We need not linger long over the plaintiff's objection to the denial of her motion for reconsideration. The granting of a motion for reconsideration is "an extraordinary remedy which should be used sparingly." 11 Charles Alan Wright et al., Federal Practice and Procedure § 2810.1 (2d ed.1995). Unless the court has misapprehended some material fact or point of law, such a motion is normally not a promising vehicle for revisiting a party's case and rearguing theories previously advanced and rejected. See In re Sun Pipe Line Co., 831 F.2d 22, 24-25 (1st Cir.1987). To obtain relief, the movant must demonstrate either that newly discovered evidence (not previously available) has come to light or that the rendering court committed a manifest error of law. See Marie v. Allied Home Mortg. Corp., 402 F.3d 1, 7 n. 2 (1st Cir.2005). . . .

Here, the plaintiff's motion for reconsideration did no more than reiterate the arguments she earlier had advanced, claiming somewhat counterintuitively that the district court had "overlooked" her allegation that the Notice [as required by the Truth in Lending Act] was confusing. Since the court had not overlooked that allegation but, rather, had found it wanting, the motion was denied. We discern no hint of error.

In this instance, there is a temporal wrinkle: the plaintiff requested further leave to amend only after the district court dismissed her first amended complaint. If made subsequent to the entry of judgment, such requests, whatever their merit, cannot be allowed unless and until the judgment is vacated under, say, Fed.R.Civ.P. 60. See 6 Federal Practice and Procedure, supra, § 1489 (2d ed.1990). Here, no such vacation occurred.

We need not probe this point too deeply. The record below is tenebrous as to timing . . . and it is arguable that the plaintiff's request to amend antedated the formal entry of judgment. But even if we assume for argument's sake that the vacation-of-judgment barrier does not pertain, that assumption would not salvage the plaintiff's cause. In that event, the district court would have had to evaluate the plaintiff's request under the liberal standard of Fed.R.Civ.P. 15(a). Even so, we nevertheless would uphold the district court's rejection of the request to amend.
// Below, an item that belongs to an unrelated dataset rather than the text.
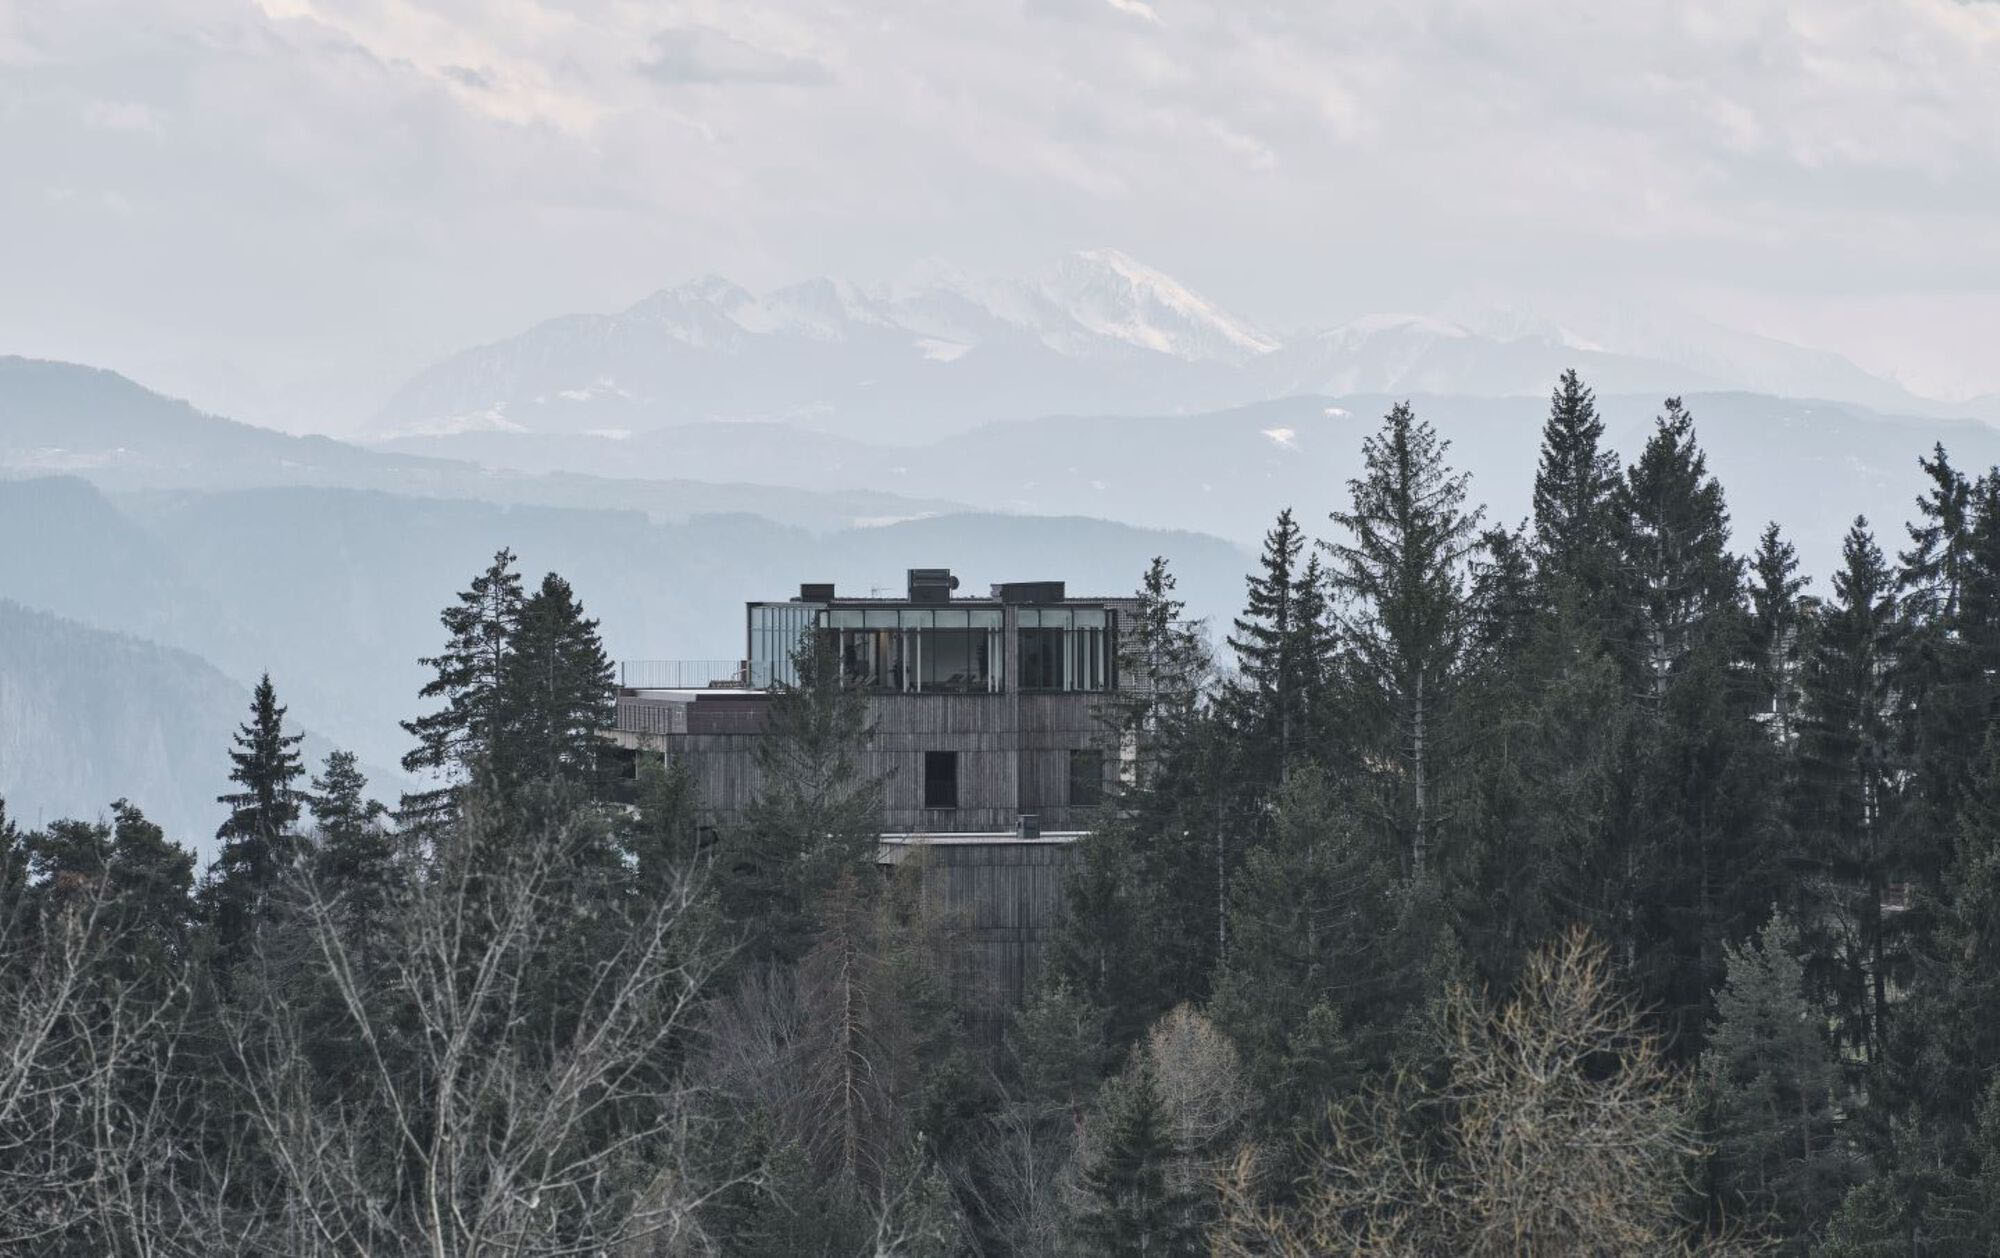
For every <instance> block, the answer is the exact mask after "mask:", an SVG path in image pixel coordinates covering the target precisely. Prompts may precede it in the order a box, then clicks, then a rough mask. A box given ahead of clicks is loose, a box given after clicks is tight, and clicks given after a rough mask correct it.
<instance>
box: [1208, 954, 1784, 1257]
mask: <svg viewBox="0 0 2000 1258" xmlns="http://www.w3.org/2000/svg"><path fill="white" fill-rule="evenodd" d="M1442 1034H1444V1050H1446V1054H1448V1060H1450V1080H1448V1082H1446V1084H1444V1086H1442V1088H1424V1086H1422V1084H1408V1082H1406V1084H1404V1086H1392V1088H1384V1090H1378V1092H1374V1094H1370V1096H1366V1098H1362V1100H1358V1102H1354V1104H1348V1106H1344V1108H1338V1110H1336V1112H1334V1114H1332V1134H1330V1136H1328V1138H1326V1140H1324V1144H1322V1146H1320V1148H1318V1150H1316V1156H1314V1164H1312V1172H1310V1178H1308V1182H1306V1184H1304V1186H1302V1188H1304V1192H1302V1200H1300V1204H1298V1206H1296V1208H1292V1210H1270V1208H1264V1206H1260V1204H1258V1200H1256V1186H1254V1168H1252V1164H1250V1162H1248V1156H1246V1158H1244V1160H1240V1162H1238V1166H1236V1168H1234V1172H1232V1174H1230V1176H1226V1182H1224V1200H1226V1210H1224V1224H1222V1226H1220V1228H1218V1234H1216V1252H1218V1254H1224V1256H1230V1258H1242V1256H1250V1254H1270V1256H1284V1258H1292V1256H1298V1258H1304V1256H1308V1254H1310V1256H1340V1254H1350V1256H1356V1258H1360V1256H1362V1254H1370V1256H1390V1258H1432V1256H1436V1258H1442V1256H1446V1254H1452V1256H1460V1254H1462V1256H1472V1258H1484V1256H1494V1258H1498V1256H1502V1254H1506V1256H1522V1254H1534V1256H1538V1258H1542V1256H1546V1258H1572V1256H1574V1258H1586V1256H1588V1258H1600V1256H1608V1254H1644V1256H1668V1254H1708V1256H1722V1254H1740V1252H1754V1248H1756V1246H1754V1244H1752V1242H1746V1240H1742V1238H1710V1236H1700V1234H1698V1232H1696V1230H1694V1228H1692V1226H1690V1222H1688V1218H1686V1216H1684V1214H1682V1210H1680V1204H1682V1198H1684V1194H1686V1190H1688V1174H1690V1170H1692V1168H1694V1166H1696V1164H1698V1160H1700V1158H1702V1156H1706V1150H1704V1148H1702V1144H1700V1140H1698V1134H1696V1124H1694V1104H1692V1094H1690V1080H1688V1078H1686V1076H1684V1074H1682V1072H1678V1070H1674V1068H1672V1066H1670V1064H1668V1062H1666V1060H1664V1058H1662V1054H1660V1040H1658V1036H1656V1034H1654V1032H1650V1030H1648V1028H1646V1026H1644V1022H1642V1018H1640V1014H1638V1010H1636V1008H1634V1006H1632V1004H1630V1000H1626V998H1622V996H1618V994H1616V992H1614V988H1612V976H1610V968H1608V962H1606V954H1604V948H1602V946H1600V944H1596V942H1592V940H1590V938H1588V936H1586V934H1582V932H1572V934H1570V936H1568V938H1566V940H1562V942H1560V944H1558V946H1554V948H1548V950H1544V952H1540V954H1536V956H1534V958H1532V960H1530V962H1528V966H1526V972H1524V976H1522V980H1520V988H1518V992H1516V996H1514V998H1512V1000H1510V1002H1506V1004H1504V1006H1502V1008H1500V1010H1498V1012H1494V1010H1488V1008H1486V1006H1482V1004H1480V1002H1478V1000H1476V998H1474V996H1472V994H1470V992H1466V990H1464V988H1460V990H1454V992H1452V996H1450V1000H1448V1006H1446V1016H1444V1026H1442ZM1420 1128H1428V1130H1420Z"/></svg>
. . . Amendments may be permitted pre-judgment, even after a dismissal for failure to state a claim, and leave to amend is "freely given when justice so requires." Fed.R.Civ.P. 15(a). That is not to say, however, that a district court lacks authority to deny a request to amend. In appropriate circumstances--undue delay, bad faith, futility, and the absence of due diligence on the movant's part are paradigmatic examples--leave to amend may be denied. See Foman v. Davis, 371 U.S. 178, 182, 83 S.Ct. 227, 9 L.Ed.2d 222 (1962). In short, a request to amend--especially a belated request--requires the court to examine the totality of the circumstances and to exercise its informed discretion in constructing a balance of pertinent considerations. See Quaker State Oil Ref. Corp. v. Garrity Oil Co., 884 F.2d 1510, 1517 (1st Cir.1989).

On this occasion, the plaintiff made her request for leave to amend more than fifteen months after commencing her action and more than nine months after initially amending her complaint. Her proposed second amendment sought to assert a new theory based on the timing of Champion's disbursement of the loan proceeds. This is not an instance in which newly discovered evidence, not previously available, suddenly came to light; the plaintiff was aware of the factual predicate on which her new theory rested before she brought suit. Considering the totality of the circumstances, we conclude that the district court had sufficient reason to reject the plaintiff's belated attempt to amend her complaint yet again. Consequently, we find no abuse of the district court's wide discretion.